In our analysis we compared the top 20 OTUs from three treatments and the number of sequences in the OTUs (as seen in the shared file used for creating the heatmap) do not seem to match the colouring in the heatmap. For example:
A B C
OTU005 61 451 449
OTU006 0 0 449
OTU007 0 0 419
In the heatmap treatment C shows for example a light red for OTUs 005 & 006 but black for the very similar number of sequences at OTU007. OTU005 at treatment B, which is again nearly identical to the numbers in C, shows also a much darker red than those.

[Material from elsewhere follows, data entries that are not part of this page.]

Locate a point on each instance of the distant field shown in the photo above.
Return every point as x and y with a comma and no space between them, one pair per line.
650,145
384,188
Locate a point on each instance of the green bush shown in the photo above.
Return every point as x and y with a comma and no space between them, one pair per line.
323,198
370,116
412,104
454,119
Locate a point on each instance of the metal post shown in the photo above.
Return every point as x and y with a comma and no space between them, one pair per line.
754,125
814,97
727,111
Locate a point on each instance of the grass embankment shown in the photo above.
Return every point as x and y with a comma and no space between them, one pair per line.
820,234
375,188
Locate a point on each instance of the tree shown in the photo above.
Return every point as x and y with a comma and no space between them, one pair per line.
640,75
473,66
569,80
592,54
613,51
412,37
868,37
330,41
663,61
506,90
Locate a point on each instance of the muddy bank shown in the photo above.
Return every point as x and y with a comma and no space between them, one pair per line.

We did this analysis on the Windows and Linux versions of mothur (both V1.32) with the following commands:
Starting from our processed and quality controled final fasta, names & groups files, we excluded some samples with remove.groups resulting in “pick” files. We also created a new groups file in which we combined samples that belong to the same treatment. After that we used:
The number of sequences in the 20 most abundant OTUs were taken from the shared file (final.pick.an.shared) at label 0.03 and (of course) compared to the heatmap of the same level.
Any help in understanding this output and putative discrepancy would be greatly appreciated.

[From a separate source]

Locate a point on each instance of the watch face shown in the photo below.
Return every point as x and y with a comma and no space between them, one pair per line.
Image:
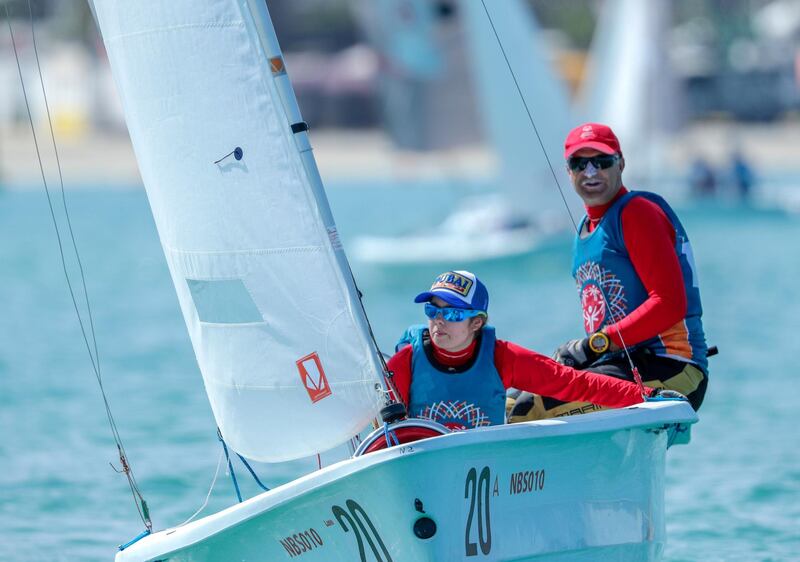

I tried the linear and log2 options of the command, but with the linear output everything but the first three OTU lines are pitch black while the log2 output does not seem to differ from the log10.

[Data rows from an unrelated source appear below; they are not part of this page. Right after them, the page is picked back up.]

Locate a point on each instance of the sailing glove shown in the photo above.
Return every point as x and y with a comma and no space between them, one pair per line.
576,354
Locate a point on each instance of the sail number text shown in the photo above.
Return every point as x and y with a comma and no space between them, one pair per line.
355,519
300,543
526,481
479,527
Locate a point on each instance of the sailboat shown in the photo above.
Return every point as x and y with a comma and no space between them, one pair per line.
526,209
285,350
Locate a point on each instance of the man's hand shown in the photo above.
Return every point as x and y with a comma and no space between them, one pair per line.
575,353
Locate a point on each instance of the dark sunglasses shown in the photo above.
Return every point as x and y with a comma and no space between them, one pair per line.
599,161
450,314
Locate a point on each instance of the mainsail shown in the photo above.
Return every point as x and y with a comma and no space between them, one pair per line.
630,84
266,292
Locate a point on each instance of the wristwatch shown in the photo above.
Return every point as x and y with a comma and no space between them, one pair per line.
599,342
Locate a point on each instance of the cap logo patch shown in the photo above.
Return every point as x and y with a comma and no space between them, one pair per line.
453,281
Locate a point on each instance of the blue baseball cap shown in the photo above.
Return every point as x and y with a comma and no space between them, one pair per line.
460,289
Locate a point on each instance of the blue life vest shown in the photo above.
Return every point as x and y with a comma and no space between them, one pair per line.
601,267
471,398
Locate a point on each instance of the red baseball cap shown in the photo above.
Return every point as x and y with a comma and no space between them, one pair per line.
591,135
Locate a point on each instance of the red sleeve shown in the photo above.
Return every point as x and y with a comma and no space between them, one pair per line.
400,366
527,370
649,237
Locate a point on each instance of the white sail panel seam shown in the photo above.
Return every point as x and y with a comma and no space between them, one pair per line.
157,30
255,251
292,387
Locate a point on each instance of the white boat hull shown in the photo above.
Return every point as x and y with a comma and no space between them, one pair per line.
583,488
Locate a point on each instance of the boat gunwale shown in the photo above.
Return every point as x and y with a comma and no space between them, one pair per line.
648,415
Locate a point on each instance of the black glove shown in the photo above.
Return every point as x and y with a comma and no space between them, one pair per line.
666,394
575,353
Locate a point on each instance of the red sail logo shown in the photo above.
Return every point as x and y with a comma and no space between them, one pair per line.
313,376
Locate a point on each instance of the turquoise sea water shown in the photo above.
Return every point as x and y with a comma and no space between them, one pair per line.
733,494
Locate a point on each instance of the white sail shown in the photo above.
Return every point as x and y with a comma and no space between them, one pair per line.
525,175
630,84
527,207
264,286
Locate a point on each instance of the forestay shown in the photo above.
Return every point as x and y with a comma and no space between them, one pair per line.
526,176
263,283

So you are saying that the colour differences come from the scaling, even when the numbers are very similar (451 versus 449 & 449 versus 419 in my example)? Is this an effect of the differences in abundance between the top three OTUs with sequence numbers of 3000-4000 versus the other 17 in the analysis with 400 and below? As I mentioned, I have not much experience with heatmaps, so I hope you forgive my stupid questions.
Hi Rene,
There are no stupid questions, :). I am happy to help. For all options mothur finds the maximum relative abundance for each group, and the relative abundance for each group in each OTU. In all cases the relative abundance is divided by the maximum relative abundance. The scalers add a layer of complexity. Let’s look at your example in concrete numbers:
label Group numOtus OTU1 OTU2 OTU3
0.03 A 3 61 0 0
0.03 B 3 451 0 0
0.03 C 3 449 449 419
group OTU relabund maxRelabund (relabund/maxrelabund)
A OTU1 1 1 1
B OTU1 1 1 1
C OTU1 0.340926 0.340926 1
C OTU2 0.340926 0.340926 1
C OTU3 0.318147 0.340926 0.933185
The entire picture is almost all red, with the exception of the 0 abundances which are white. If you are seeing black you are likely using an old version of mothur with a bug where the colors were reversed.
Now the log10 scale:
group OTU relabund maxRelabund (log10(relabund)/log10(maxrelabund))
A OTU1 1 1.001 0
B OTU1 1 1.001 0
C OTU1 0.340926 0.340926 1
C OTU2 0.340926 0.340926 1
C OTU3 0.318147 0.340926 1.06426
For groups A and B, because all your sequences are in one OTU the maxRelabund = 1 and the log10(1)=0. This is causing a bit of a weird result. I will bring this special case up with Pat.
I also have 8 libraries (sorry, still Sanger sequences) with few clones each (normalized dataset to a maximum of 96 seqs per sample) and they happen to be dominated by one to three OTUs and then a lot of 2-3 and unique OTUs. When I tried to build the heatmap, I have the same issue. Should I use the linear option? Is there any solution Pat proposed for this problem?
And one more question, only black and red colors can be used or there is a way to make the plots look more colorfull?
It would probably be best to build the heat maps in R. They have far more resources available for making pretty heat maps and we really aren’t interested in reimplementing R.
But if I use the Mothur heatmap command, due to all the above explained about the distribution of the sequences among the OTUs defined, should I use linear, log2 or log10?